Nasri sur la pointe des pieds
Flamboyant avec Arsenal, Samir Nasri n'est pas pour autant incontournable en équipe de France. L'éclosion de Yoann Gourcuff au poste de meneur de jeu a peu à peu éclipsé l'ancien Marseillais, qui fera son retour chez les Bleus après trois matches manqués, mercredi soir, face à l'Uruguay. Mais le Gunner ne s'en fait pas. Sa polyvalence joue pour lui.

En dehors du terrain, Samir Nasri est un homme discret. Tellement discret que son retour en équipe de France passe presque inaperçu. Pourtant, le meneur de jeu brille sous les couleurs d'Arsenal, comme en témoignent ses deux buts décisifs inscrits contre Manchester United il y a dix jours (2-1), en Premier League. Mais voilà, le néo-Gunner n'a plus porté la tunique tricolore depuis le 6 septembre dernier, date du naufrage des Bleus en Autriche (1-3), comptant pour les éliminatoires de la Coupe du monde 2010.

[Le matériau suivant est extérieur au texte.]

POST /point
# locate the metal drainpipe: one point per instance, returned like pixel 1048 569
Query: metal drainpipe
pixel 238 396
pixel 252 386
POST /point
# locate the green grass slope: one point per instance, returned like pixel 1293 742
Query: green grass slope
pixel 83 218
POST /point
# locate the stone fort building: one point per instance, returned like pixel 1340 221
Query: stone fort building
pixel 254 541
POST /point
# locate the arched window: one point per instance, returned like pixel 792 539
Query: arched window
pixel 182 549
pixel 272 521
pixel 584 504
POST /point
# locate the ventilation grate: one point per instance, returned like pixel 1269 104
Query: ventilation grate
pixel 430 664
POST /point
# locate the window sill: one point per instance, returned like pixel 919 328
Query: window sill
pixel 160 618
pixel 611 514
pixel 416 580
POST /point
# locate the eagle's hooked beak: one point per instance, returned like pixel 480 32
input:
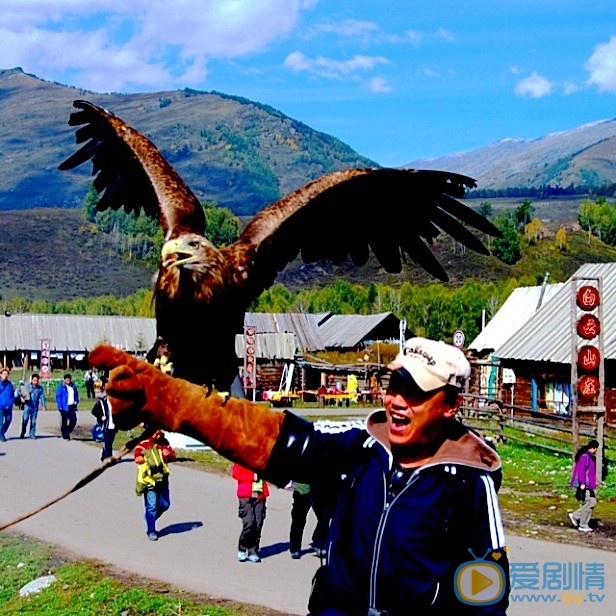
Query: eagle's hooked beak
pixel 177 252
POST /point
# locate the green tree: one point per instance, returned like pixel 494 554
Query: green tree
pixel 524 213
pixel 222 226
pixel 507 247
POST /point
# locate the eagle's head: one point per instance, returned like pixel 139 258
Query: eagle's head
pixel 191 265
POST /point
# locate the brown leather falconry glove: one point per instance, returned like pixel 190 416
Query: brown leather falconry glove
pixel 238 429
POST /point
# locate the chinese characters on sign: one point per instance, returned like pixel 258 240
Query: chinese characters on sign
pixel 250 368
pixel 588 327
pixel 45 359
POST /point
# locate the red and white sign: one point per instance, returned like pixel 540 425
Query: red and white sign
pixel 587 298
pixel 458 338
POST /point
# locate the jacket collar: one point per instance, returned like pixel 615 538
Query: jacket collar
pixel 461 446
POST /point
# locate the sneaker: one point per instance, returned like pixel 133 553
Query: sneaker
pixel 320 552
pixel 585 529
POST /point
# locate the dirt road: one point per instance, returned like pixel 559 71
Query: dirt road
pixel 104 521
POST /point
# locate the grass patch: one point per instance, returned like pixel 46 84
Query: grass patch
pixel 86 587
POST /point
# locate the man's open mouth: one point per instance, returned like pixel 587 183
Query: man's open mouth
pixel 400 420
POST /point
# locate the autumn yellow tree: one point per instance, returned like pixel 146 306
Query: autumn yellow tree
pixel 534 231
pixel 561 239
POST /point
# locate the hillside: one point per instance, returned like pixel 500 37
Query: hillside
pixel 242 154
pixel 54 254
pixel 581 156
pixel 235 152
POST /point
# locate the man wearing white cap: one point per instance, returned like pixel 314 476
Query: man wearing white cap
pixel 417 526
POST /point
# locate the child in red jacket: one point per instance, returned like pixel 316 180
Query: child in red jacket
pixel 155 491
pixel 252 493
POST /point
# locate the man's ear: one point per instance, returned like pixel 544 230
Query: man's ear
pixel 453 409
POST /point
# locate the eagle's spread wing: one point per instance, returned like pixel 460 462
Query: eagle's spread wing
pixel 132 173
pixel 391 212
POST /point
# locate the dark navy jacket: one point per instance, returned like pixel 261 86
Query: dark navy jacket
pixel 395 553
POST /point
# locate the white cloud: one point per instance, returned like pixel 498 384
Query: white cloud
pixel 602 66
pixel 115 45
pixel 535 86
pixel 352 28
pixel 379 85
pixel 328 67
pixel 417 38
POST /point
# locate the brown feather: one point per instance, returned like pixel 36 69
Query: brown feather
pixel 202 292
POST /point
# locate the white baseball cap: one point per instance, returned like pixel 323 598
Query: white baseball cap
pixel 432 364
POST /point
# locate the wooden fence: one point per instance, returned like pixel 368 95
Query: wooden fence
pixel 505 422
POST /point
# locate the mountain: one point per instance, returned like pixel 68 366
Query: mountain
pixel 238 153
pixel 583 156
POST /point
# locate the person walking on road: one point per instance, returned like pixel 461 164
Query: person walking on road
pixel 152 456
pixel 7 399
pixel 584 479
pixel 252 493
pixel 34 400
pixel 102 412
pixel 303 501
pixel 90 377
pixel 417 525
pixel 67 399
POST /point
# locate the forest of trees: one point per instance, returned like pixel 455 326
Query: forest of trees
pixel 432 310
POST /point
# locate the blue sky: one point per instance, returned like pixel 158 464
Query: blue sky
pixel 397 80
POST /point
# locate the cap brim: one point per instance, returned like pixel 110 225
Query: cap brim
pixel 417 373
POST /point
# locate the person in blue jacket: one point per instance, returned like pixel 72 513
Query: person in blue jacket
pixel 416 528
pixel 7 399
pixel 67 399
pixel 36 398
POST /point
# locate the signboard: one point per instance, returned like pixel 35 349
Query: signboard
pixel 45 359
pixel 458 338
pixel 250 364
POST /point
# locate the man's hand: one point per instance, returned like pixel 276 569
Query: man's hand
pixel 126 386
pixel 240 430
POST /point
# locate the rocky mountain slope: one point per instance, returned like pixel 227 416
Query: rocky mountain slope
pixel 584 156
pixel 235 152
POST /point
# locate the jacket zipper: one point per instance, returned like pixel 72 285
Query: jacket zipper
pixel 379 534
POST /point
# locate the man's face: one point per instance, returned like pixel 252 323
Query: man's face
pixel 414 417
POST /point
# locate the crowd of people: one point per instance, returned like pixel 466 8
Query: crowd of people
pixel 409 476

Y a-t-il un lien entre cette défaite et son absence ? Pas vraiment, Nasri ayant été victime d'une contusion au genou droit qui l'a immobilisé quelques semaines, d'où son forfait face à la Serbie (2-1). Une fois rétabli, le sélectionneur national, Raymond Domenech, l'a ensuite jugé "trop juste" pour le convoquer dans le groupe retenu contre la Roumanie (2-2) et la Tunisie (3-1). S'il sera bien là lors du match amical face à l'Uruguay, mercredi soir au Stade de France, Samir Nasri a eu la mauvaise surprise de voir éclore Yoann Gourcuff entre temps. Et le Bordelais, passeur devant les Serbes, buteur face aux Roumains, s'est montré à son aise chez les Bleus, au point de devenir le choix numéro un.

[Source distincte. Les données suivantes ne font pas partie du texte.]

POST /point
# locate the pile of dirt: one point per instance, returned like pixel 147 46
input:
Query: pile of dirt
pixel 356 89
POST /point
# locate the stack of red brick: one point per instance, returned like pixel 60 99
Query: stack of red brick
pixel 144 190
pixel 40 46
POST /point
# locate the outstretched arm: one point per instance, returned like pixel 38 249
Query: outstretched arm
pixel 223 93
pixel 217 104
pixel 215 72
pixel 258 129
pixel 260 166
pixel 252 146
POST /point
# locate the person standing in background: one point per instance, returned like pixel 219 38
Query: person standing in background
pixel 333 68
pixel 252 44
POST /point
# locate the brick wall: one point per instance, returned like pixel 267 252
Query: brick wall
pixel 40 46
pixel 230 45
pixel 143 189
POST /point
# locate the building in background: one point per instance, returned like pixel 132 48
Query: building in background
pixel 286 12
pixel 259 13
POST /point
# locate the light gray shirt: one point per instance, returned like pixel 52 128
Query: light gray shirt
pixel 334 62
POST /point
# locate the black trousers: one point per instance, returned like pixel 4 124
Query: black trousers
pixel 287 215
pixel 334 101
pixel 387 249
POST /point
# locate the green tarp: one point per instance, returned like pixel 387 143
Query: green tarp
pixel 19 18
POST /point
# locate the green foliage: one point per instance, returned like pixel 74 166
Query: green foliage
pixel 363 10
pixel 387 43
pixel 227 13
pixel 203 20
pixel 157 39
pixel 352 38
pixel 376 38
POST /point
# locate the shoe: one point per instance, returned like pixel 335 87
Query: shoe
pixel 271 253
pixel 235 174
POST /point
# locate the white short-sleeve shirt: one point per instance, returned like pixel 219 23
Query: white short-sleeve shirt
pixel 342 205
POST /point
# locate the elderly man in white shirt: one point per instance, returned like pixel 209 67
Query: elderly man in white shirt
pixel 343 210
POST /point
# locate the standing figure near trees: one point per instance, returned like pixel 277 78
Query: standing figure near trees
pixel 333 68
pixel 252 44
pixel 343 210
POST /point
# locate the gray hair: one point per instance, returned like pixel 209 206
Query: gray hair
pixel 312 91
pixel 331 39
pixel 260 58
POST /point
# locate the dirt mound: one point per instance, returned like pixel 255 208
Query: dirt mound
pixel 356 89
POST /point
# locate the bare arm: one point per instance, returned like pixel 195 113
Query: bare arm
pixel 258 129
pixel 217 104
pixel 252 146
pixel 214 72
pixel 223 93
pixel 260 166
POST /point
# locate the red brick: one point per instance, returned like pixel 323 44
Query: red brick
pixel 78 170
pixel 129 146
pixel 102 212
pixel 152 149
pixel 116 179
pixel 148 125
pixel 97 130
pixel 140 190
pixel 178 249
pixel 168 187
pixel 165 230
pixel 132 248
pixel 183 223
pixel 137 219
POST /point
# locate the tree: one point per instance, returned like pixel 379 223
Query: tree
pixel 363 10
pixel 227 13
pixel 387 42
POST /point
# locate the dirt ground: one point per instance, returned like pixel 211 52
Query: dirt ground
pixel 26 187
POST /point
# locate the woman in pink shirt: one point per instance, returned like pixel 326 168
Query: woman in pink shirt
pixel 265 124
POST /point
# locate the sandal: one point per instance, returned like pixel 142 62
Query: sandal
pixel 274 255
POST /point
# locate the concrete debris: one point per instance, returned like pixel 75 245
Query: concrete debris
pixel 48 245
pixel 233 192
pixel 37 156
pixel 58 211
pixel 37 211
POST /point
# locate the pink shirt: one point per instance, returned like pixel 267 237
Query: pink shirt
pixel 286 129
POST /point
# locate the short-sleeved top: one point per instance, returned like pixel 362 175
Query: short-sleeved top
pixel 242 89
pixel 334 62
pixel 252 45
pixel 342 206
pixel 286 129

"Je ne vois pas Yoann comme un concurrent, estime pourtant l'ancien Marseillais dans les colonnes de France Football. Au contraire, nous pouvons même être complémentaires et tous évoluer ensemble avec lui, Karim (Benzema), Franck (Ribéry) ou encore Hatem (Ben Arfa). Tout ça renforce la concurrence, c'est bien pour les Bleus, et ça sent bon pour l'avenir." Il n'empêche que dans l'esprit de Raymond Domenech, tous ces joueurs, aussi talentueux soient-ils, ne peuvent pas être alignés au même moment. Hatem Ben Arfa n'a d'ailleurs pas été sélectionné pour ce rendez-vous amical. La complémentarité vue entre Gourcuff, Ribéry et Henry a aussi été flagrante en l'absence de Nasri.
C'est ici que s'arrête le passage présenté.